ORDER
V.K. Ashtana, Member (T)
1. These two reference applications are filed by the Revenue against the Final Order Nos. 1209, 1210/98, dated 26-6-1998 [1998 (104) E.L.T. 573 (T)] of the Tribunal. In the said final order the Tribunal had set aside the impugned order-in-original confirming demand of duty with respect to inclusion of return freight charges on empty tankers/lorry in the assessable value of the chemicals manufactured by the assessee; duty on tankers fabricated within the assessee’s factory and mounted on duty paid truck chassis belonging to the transport contractors; and differential duty on freight charges which was sought to be added to the assessable value.
2. Smt. Aruna N. Gupta, learned DR reiterates the said applications and draws our attention to the Revenue’s prayer to refer the following questions of law to the Hon’ble High Court of Andhra Pradesh :
(i) Inclusion of return freight charges of empty tankers in the value;
(ii) Demand of duty on tankers fabricated on own account within the factory and mounted in the same factory, on duty paid truck chassis belonging to the contractors.
3. Heard Smt. Aruna N. Gupta, learned DR and Shri M. Chandrasekharan, learned Advocate and Shri S.R. Narayanan, learned Consultant for the applicants.
4. The learned Senior Advocate submits that as far as the first question is concerned, it concerns inclusion of freight charges in the assessable value of empty tankers and therefore, clearly the matter deals with fixation of assessable value under Section 4 of the C.E. Act, 1944. The learned Sr. Counsel further submits that as far as the second question is concerned, the said question concerns with dutiability or otherwise of the tankers fabricated by the assessee and also involves decision on the rate of duty. The learned Sr. Counsel further submits that on a plain reading of Section 35G(1) it is clear that no reference application lies against any order relating to determination of any question having a relation to the rate of duty of excise or to the value of goods for the purpose of assessment. He submits that in this case, both these are involved and therefore, reference applications cannot be entertained by the Tribunal in terms of the above provisions.

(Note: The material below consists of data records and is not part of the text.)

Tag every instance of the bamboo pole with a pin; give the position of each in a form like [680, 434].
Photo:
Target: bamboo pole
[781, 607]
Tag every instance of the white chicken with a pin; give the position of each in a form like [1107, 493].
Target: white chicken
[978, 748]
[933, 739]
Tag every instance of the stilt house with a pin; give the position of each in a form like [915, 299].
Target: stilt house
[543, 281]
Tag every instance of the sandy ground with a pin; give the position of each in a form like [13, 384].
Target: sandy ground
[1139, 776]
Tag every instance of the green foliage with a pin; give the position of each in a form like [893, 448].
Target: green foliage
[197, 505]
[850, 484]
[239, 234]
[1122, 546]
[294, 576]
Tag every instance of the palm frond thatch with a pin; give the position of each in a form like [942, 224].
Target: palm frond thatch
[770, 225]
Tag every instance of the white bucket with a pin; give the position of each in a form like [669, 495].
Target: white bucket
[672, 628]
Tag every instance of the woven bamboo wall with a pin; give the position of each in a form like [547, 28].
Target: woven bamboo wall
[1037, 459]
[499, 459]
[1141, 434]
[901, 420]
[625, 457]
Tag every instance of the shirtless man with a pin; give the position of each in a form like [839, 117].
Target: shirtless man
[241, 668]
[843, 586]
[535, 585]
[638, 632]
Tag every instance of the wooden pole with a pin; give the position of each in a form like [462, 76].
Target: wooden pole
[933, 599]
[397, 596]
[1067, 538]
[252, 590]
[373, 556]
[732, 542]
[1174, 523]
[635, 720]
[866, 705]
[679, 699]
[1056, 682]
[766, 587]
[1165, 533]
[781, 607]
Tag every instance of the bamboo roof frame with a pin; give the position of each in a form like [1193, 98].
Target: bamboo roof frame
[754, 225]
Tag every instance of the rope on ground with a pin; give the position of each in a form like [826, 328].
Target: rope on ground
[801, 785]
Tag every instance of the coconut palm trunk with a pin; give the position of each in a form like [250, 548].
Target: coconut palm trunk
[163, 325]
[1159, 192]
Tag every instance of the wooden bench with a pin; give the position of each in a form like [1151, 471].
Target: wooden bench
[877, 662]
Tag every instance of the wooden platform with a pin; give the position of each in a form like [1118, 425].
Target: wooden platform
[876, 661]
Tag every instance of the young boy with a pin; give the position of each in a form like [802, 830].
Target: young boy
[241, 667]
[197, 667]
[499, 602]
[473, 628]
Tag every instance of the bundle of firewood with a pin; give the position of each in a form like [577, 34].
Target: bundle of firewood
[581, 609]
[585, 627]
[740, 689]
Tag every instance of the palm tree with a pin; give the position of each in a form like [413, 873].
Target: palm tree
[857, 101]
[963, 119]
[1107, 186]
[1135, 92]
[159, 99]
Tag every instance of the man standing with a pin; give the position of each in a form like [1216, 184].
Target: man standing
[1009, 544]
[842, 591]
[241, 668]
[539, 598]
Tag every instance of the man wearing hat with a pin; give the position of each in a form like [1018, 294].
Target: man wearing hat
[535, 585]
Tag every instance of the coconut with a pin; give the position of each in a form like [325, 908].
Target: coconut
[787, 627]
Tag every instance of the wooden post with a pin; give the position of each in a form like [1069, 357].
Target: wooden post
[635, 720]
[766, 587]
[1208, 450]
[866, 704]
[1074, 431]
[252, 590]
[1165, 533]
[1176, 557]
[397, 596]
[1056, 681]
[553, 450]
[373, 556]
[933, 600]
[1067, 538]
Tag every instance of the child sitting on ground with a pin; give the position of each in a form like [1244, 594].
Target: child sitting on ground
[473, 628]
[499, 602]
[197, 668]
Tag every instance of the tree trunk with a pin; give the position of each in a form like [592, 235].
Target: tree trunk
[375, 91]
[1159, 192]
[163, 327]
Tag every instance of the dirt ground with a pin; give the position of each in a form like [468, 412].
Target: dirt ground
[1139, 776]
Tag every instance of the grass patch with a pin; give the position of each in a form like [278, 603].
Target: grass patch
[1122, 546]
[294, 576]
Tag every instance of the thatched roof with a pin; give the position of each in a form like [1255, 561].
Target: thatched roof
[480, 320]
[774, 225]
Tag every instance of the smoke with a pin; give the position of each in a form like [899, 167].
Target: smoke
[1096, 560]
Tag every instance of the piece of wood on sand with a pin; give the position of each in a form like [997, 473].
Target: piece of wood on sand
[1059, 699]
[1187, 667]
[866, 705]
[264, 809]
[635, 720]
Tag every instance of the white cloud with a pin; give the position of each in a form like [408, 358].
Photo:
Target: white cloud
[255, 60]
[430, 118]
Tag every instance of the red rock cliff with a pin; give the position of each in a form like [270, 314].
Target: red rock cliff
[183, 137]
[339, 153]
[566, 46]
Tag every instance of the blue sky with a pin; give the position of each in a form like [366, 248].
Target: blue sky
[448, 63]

5. We have carefully considered the submissions. We find that the Tribunal in the subject final order while considering the question of dutiability of the said tankers had considered the scope of the Notification No. 50/94, dated 1-3-1994 which deals with exemption to bodies built and mounted on chassis of motor vehicles specified therein and had held that such exemption in the said Notification would be applicable to the facts of this case. The Tribunal had also considered the question of inclusion of certain freight charges in the assessable value and had allowed the appeals on both these issues. We find that the questions framed for reference by the Revenue clearly deal with aspects of rate of duty as well as valuation for the purpose of assessment of duty and therefore, reference applications are hit by exclusion of the said issues from consideration under reference applications under Section 35G(1) ibid. Therefore, the reference applications are not maintainable under that Section and the same are rejected.